Its human hero is Tetsu (Yuya Yagira), a teenage boy living on a Hokkaido animal ranch run by his feisty mother (Takako Tokiwa) and his bumbling stepfather (Ka-tsumi Takahashi). The family's business is hiring out its animals, including a chimp and various dogs and cats, for film and TV work.

This should be a dream-come-true for Tetsu and his two younger siblings -- adorable kiddies who are mostly set decoration -- but the family finances are in dire straits and Tetsu's classmates rag him for his alleged barnyard smell. Then Mom has a brainstorm -- buy an elephant.

Tetsu quickly establishes a rapport with the new arrival, a bull called Mickey, talking to him much the way Dr. Doolittle did to his menagerie. Encouraged by this success, Mom buys a second elephant, an obstreperous baby called Randy who proves impossible to handle, even for Tetsu.

Discouraged, Tetsu is about to give up when he hears about a school in Thailand for elephant riders. He asks his mother if he can enroll and, after a bit of hemming and hawing, she says yes. His big adventure is about to begin.

Meanwhile, his earthy, straight-talking grandmother (Mitsuko Baisho) and pretty, sweet-tempered classmate Emi (Yu Aoi) are in the background lending support and, in Emi's case, something more. So far, so predictable: After overcoming the inevitable setbacks in Thailand, Tetsu will return in triumph to Japan -- and Emi, of course.

At this point in the story, I wondered why Fuji TV hadn't done the logical thing and turned this property into a TV series, like the decades-spanning family drama "Kita no Kuni Kara (From the North Country)" and nature writer Mu-tsugoro's documentaries. Like "Hoshi ni Natta Shonen," both were set in Hokkaido and both fed the public's endless (and, for the networks, endlessly profitable) fascination with life close to nature in the Great White North.

"Hoshi ni Natta Shonen," however, takes another turn entirely and, in the process, becomes more than just another animal epic. I won't spoil the twist for you here, though it is all over the Internet, somewhat like the controversial last act of "Million Dollar Baby." I will say, though, that if it were pure fiction, it would be a grab at the heartstrings shameless even by Japanese tearjerker standards.

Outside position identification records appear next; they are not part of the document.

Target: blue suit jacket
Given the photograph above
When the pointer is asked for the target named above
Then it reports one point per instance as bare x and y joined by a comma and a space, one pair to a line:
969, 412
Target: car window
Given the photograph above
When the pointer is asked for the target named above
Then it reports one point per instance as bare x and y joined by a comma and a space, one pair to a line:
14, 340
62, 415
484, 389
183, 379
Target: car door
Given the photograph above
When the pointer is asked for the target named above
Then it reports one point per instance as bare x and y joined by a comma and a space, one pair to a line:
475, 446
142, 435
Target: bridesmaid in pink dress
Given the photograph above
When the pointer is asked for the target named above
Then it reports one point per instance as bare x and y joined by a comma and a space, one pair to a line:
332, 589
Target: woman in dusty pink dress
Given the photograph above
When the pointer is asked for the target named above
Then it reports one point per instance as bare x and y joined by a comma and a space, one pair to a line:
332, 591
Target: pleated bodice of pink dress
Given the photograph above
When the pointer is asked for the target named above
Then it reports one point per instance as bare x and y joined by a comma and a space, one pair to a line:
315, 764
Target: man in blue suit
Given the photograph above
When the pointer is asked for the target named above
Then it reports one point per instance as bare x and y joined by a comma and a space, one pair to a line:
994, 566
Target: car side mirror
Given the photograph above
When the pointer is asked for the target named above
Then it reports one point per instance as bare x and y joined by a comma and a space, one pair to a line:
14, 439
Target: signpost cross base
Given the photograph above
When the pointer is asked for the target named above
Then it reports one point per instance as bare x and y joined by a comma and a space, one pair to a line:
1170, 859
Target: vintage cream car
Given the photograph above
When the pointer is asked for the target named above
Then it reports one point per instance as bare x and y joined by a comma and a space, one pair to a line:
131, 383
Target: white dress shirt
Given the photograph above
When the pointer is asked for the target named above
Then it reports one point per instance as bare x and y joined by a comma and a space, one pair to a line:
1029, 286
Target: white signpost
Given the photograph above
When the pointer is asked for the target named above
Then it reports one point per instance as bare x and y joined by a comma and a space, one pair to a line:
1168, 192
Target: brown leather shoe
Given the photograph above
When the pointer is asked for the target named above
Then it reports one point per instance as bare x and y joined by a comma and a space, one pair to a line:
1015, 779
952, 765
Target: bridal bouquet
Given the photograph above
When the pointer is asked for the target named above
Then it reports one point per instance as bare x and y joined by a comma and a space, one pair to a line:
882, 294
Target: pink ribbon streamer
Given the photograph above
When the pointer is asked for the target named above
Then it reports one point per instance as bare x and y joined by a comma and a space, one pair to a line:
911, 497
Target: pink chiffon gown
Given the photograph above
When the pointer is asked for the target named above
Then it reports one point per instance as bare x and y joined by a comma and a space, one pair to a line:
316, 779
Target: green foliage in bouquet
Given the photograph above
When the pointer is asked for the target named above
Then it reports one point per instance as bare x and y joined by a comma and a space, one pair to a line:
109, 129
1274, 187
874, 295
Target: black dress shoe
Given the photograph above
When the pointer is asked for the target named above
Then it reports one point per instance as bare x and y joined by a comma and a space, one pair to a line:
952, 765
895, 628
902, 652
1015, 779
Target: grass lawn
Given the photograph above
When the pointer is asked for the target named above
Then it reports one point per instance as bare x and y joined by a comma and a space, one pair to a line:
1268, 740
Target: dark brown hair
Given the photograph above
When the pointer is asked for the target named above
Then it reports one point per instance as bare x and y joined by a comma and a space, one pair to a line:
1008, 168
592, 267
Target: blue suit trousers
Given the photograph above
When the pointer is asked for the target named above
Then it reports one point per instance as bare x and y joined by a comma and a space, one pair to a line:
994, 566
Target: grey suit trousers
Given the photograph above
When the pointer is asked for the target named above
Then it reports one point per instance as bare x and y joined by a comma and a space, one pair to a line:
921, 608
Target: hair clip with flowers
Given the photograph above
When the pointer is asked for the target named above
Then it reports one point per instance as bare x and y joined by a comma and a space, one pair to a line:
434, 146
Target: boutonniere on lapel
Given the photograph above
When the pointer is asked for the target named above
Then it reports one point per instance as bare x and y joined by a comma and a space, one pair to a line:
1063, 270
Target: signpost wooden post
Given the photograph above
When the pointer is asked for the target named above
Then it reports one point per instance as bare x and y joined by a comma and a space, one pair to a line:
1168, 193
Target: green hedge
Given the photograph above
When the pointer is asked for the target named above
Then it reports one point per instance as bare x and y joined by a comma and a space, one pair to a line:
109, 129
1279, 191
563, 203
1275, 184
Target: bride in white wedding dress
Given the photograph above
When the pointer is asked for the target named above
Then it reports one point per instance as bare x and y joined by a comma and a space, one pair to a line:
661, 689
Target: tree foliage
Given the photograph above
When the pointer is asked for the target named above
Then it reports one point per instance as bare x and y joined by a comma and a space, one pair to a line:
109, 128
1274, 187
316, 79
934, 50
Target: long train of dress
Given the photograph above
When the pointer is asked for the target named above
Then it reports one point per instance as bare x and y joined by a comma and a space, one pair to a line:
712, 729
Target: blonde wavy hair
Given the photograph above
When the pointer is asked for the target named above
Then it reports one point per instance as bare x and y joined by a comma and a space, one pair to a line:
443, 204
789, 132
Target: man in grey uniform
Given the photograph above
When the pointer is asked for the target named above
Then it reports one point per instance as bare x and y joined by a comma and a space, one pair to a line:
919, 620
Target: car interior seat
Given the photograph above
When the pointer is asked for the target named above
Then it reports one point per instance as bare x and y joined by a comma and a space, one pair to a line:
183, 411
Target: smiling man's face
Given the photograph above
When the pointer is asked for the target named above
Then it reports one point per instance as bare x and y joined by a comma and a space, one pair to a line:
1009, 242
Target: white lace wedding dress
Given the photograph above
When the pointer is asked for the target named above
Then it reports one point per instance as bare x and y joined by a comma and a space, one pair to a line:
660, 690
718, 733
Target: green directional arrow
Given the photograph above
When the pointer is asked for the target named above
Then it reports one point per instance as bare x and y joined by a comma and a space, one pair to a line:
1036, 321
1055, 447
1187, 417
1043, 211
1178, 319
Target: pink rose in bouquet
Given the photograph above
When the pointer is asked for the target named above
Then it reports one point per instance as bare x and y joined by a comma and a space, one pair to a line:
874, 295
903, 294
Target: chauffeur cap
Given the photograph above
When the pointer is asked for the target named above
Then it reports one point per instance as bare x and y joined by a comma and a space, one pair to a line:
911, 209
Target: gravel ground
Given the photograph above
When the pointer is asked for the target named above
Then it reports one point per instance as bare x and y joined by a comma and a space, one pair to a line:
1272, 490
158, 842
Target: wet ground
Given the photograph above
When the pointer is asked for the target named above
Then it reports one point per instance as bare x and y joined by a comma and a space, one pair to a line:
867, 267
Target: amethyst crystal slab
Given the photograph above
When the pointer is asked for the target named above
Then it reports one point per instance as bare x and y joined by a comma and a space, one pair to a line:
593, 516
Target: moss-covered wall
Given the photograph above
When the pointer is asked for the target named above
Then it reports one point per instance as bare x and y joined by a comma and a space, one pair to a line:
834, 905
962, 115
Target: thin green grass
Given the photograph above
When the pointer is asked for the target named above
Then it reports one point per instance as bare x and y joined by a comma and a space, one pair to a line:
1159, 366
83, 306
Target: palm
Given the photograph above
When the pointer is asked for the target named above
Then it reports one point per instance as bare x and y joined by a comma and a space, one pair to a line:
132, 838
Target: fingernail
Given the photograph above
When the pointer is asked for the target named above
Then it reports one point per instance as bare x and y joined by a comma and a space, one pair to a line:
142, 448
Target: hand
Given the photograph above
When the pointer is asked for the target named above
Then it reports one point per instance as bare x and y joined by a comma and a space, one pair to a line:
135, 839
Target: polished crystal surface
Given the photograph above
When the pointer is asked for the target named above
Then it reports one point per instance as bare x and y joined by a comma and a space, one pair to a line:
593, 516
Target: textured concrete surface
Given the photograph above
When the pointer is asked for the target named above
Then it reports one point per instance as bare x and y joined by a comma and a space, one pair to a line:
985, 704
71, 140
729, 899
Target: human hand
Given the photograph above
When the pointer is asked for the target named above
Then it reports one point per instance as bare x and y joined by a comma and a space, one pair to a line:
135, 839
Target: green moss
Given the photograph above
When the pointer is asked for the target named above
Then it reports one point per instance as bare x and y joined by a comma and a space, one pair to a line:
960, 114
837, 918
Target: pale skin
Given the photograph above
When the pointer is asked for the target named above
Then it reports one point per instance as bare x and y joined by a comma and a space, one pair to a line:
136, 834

A hallmark of Japanese animal films is their made-for-TV plotting and direction and "Hoshi ni Natta Shonen" is no exception. Director Shunsaku Kawage, a Fuji TV veteran making his feature debut, does his plodding best to individualize his pachyderm cast, but his idea of a dramatic closeup is an elephantine eye with tears trickling through the wrinkles, like an aerial view of the Mississippi delta. (How did he get the elephants to cry on cue? The classic ploy -- a directorial pinch at the crucial moment, wouldn't work, would it?)

Yuya Yagira, who won a best actor prize at the Cannes Film Festival last year for his performance in Hirokazu Kore-eda's "Nobody Knows," is the ideal Tetsu, connecting naturally and closely with both the human and animal cast. At the same time, he projects a raw adolescent's loneliness and rage, not the typical teen-idol preening.

Takako Tokiwa downplays her cosmetics-model beauty, while displaying her spunk and fiber, a la Katharine Hepburn. She can't, however, overcome the miscasting of rubber-faced comedian Katsumi Takahashi, who is less a husband than a hired hand. It is as if Kate had been paired with Bert Lahr -- famous for playing the Cowardly Lion in "The Wizard of Oz" -- instead of Cary Grant in "Bringing Up Baby."

The elephants are the real deal, however, as well as being the real point of the film. Wisely, Kawage keeps them in the foreground, while detailing their care and training in his best Mutsugoro manner. Animal movie fans will approve, as will tourist officials in Hokkaido and Thailand, which are made to look like paradises. Fuji will probably soon be trumping another box office success. What next? Harness those sled dogs -- back to Antarctica!